# 22 ammo at Cabela's



## Dovans (Nov 15, 2011)

Holy crapper... 6 bucks/50 rounds. I didnt pick any up. Probably 20-30 boxes on the shelf. Might be mistaken, but thought that was too high. They also had 22 bird shot... 22 bird shot costs 12 bucks/50. Thats kind of high too isnt it? Pretty useless anyways.


----------



## Snakecharmer (Apr 9, 2008)

Dovans said:


> Holy crapper... 6 bucks/50 rounds. I didnt pick any up. Probably 20-30 boxes on the shelf. Might be mistaken, but thought that was too high. They also had 22 bird shot... 22 bird shot costs 12 bucks/50. Thats kind of high too isnt it? Pretty useless anyways.

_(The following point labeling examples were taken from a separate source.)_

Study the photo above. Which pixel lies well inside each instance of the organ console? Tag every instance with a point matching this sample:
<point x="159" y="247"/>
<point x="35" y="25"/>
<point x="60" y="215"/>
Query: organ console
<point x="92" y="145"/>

Gander had it for $2.49 a box a couple weeks ago. By the time I walked in they were out of the cheap stuff so I had to pay $2.99 each for 10 boxes of 40gram. 50 count. They also threw in a free $10 triggerlock for a gun if you asked.


----------



## TomC (Aug 14, 2007)

I scored 22 ammo at wal mart sunday. I walked in and they had a 225rd brick for 11 bucks so I snagged that. As I was standing around looking at fishing stuff, the guy wheeled some more ammo out and said I don't know what all I got let me open up the box. Inside the box, 1000rd bricks of m-22 ammo for 50.00 bucks! Score, I said ill take two of them. I was gona have my wife buy the other two but I was feeling nice and let an older guy that happened to walk up have them. My son's face when he saw I got some 22 so I can take him shooting was great!


----------



## FISHIN 2 (Jun 22, 2005)

Man, with the prices on .22 shells, gonna have to let those tree rats get side by side and get 2 for 1 !!!


----------